Colin Firth and Taron Egerton make for an irresistible pairing in the first of the Kingsman movies. It's adapted by director Matthew Vaughn and screenwriter Jane Goldman from Mark Millar's graphic novel, mixing buddy banter with extreme violence as Egerton's gobby character Eggsy is mentored by Harry Hart (Firth) in the art of being a spy. In the manner of the classic Bond movies, style is everything, and appropriately enough, the Kingsman agency disguises itself behind a Savile Row tailors shop. Not that this decorum matters during the notorious church meltdown sequence, where a brainwashed Firth goes on a killing spree – it's indicative of the film's willingness to tear up the template. Kingsman 3 is said to be on the cards and origin story The King's Man, starring Ralph Fiennes and Harris Dickinson, arrives this September.


4. Spy (2015)

Melissa McCarthy and director Paul Feig first collaborated, to brilliant effect on Bridesmaids – in fact, McCarthy was Oscar-nominated for her performance. The prospect of them tackling a Bond-style espionage actioner was, therefore, highly anticipated, and it didn't disappoint. McCarthy is endearing as the desk jockey compelled to venture into the field to help locate a nuclear bomb, only the twist is she already has the fighting skills under her belt. It's just she's been hiding her light under a bushel, something that presents an issue when she clashes with Jason Statham's riotously funny rogue agent Rick Ford. Action veteran Statham steals the show, hook, line and sinker, and his scenes with McCarthy reach a sublime level of comic insanity.

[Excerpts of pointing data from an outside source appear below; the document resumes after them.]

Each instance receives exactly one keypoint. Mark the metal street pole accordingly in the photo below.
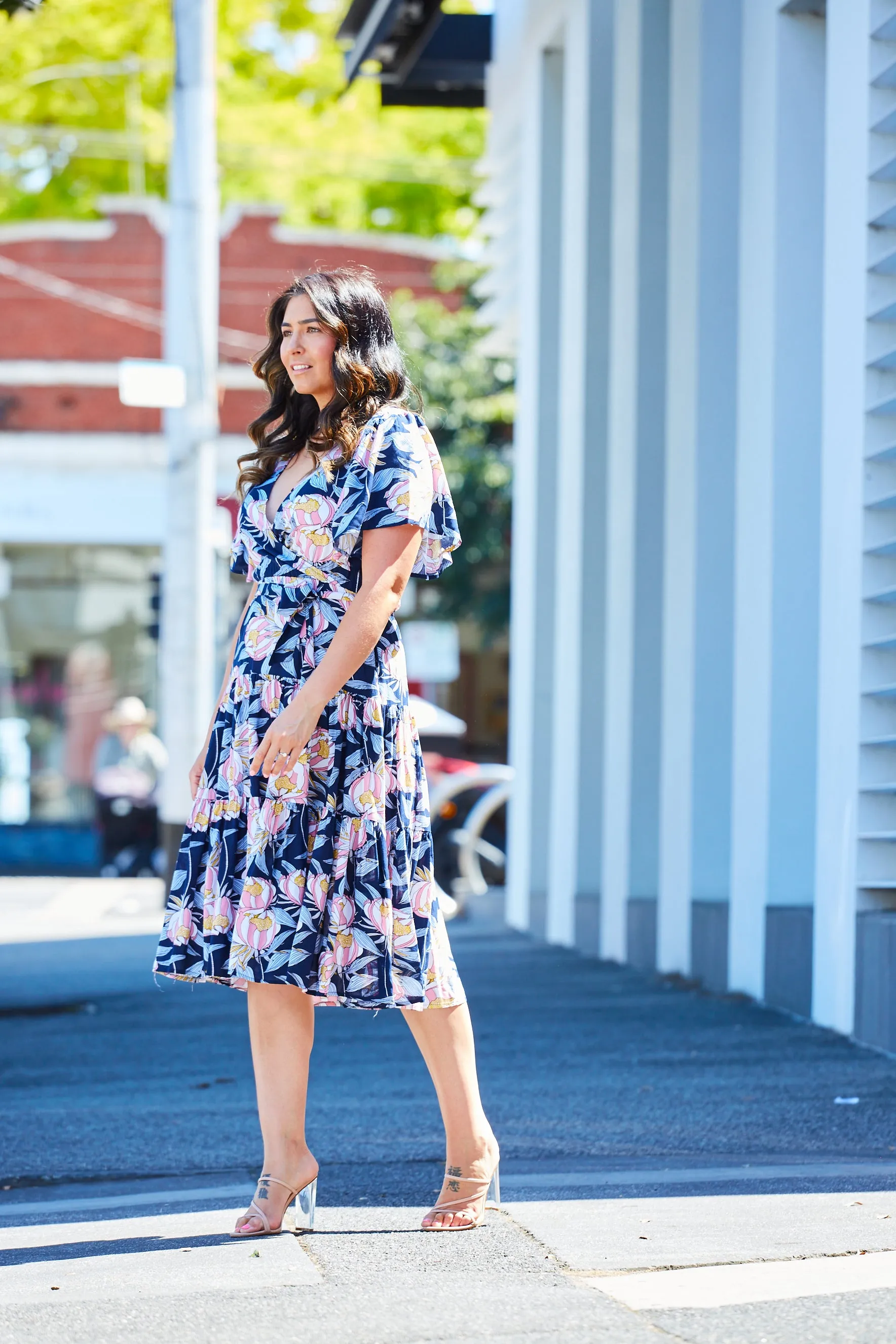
(187, 646)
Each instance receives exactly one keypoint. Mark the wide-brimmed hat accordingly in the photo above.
(129, 713)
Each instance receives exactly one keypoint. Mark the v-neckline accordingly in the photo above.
(288, 495)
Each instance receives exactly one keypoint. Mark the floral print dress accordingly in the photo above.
(321, 878)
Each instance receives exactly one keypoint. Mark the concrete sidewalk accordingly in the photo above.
(675, 1166)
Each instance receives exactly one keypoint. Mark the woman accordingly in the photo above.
(306, 873)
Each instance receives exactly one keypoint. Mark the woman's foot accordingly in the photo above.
(464, 1190)
(273, 1197)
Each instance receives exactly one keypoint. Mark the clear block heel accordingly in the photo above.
(494, 1197)
(300, 1217)
(471, 1207)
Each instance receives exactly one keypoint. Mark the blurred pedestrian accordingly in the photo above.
(306, 873)
(127, 768)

5. Central Intelligence (2016)

Dwayne Johnson pairs with Cineworld favourite Kevin Hart for a mismatched buddy comedy that involves guns – lots of guns. Johnson's character has gone from being the high school bullying target to an implausibly buff secret agent, and Hart is the fellow school chum he brings along for the ride. The movie brilliantly contrasts not just the physical dynamic between the two actors but also the marked difference in their mannerisms – Johnson is brawny yet gregarious, Hart, nervous and flighty, and this magic chemistry would later take flight in the two Jumanji films.